Chinese volunteers complete 180-day space capsule simulation

Signal of change / Chinese volunteers complete 180-day space capsule simulation

By Dorothy Ng / 20 Jan 2017

Chinese volunteers have emerged from a survival experiment where they lived inside a simulated space capsule for 180 days. The mock-up mission began in June 2016, performed by three men and one woman, in Shenzhen China.

The volunteers were isolated in a 1,340 cubic-meter capsule to simulate a deep space journey. A challenge faced by all space missions is how finite food, water, and oxygen can be continually recycled in confined spaces - and this was what the Chinese researchers aimed to master, to advance China as a leader in space exploration.

They cultivated 25 different kinds of plants in the capsule, including sweet potatoes and peanuts, according to CCTV-Plus. The plants form part of an ecological system that recycles and regenerates oxygen and water. The research project run by the Astronaut Center of China is studying how a hermetic environment affects physiological changes, biological rhythms, sleep patterns and emotional well-being.

So what?

This project is an interesting foray into the circular economy. It prompts us to see the Earth as a giant spaceship, floating in the cosmos with finite life-sustaining resources. How can we manage these resources as if we were living in a closed capsule? 

In China's heavy-handed push to contain the pollution crisis and bolster green finance, how might the findings from this experiment surface new gamechanging technologies, inspired by space, to advance sustainable approaches to resource use on earth?
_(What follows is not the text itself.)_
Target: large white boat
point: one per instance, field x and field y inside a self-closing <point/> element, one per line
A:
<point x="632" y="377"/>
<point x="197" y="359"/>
Experiments of this sort are not new. From 1991 to 1993, a team of eight lived inside Biosphere 2, a 3.15 acre closed system laboratory for the study of global ecology. They grew 81% of their food, and recycled their air, water and wastes with ecological engineered systems. The project was a landmark study of our planet's biosphere and closed system technologies for both earth and space. Today the second space race takes such habitat research to the next level with the lure of space commercialization, and the ambition of sustaining the human race by becoming a space-faring civilisation. 

Regionally, China is vying with Japan to shape Asia's approach to outer space. China has been ramping up its space exploration efforts in recent years, with its sight set on sending humans to the Moon in the near future, and perhaps Mars too. Does this capsule experiment inch them one step ahead in the global space race?


What might the implications of this be? What related signals of change have you seen?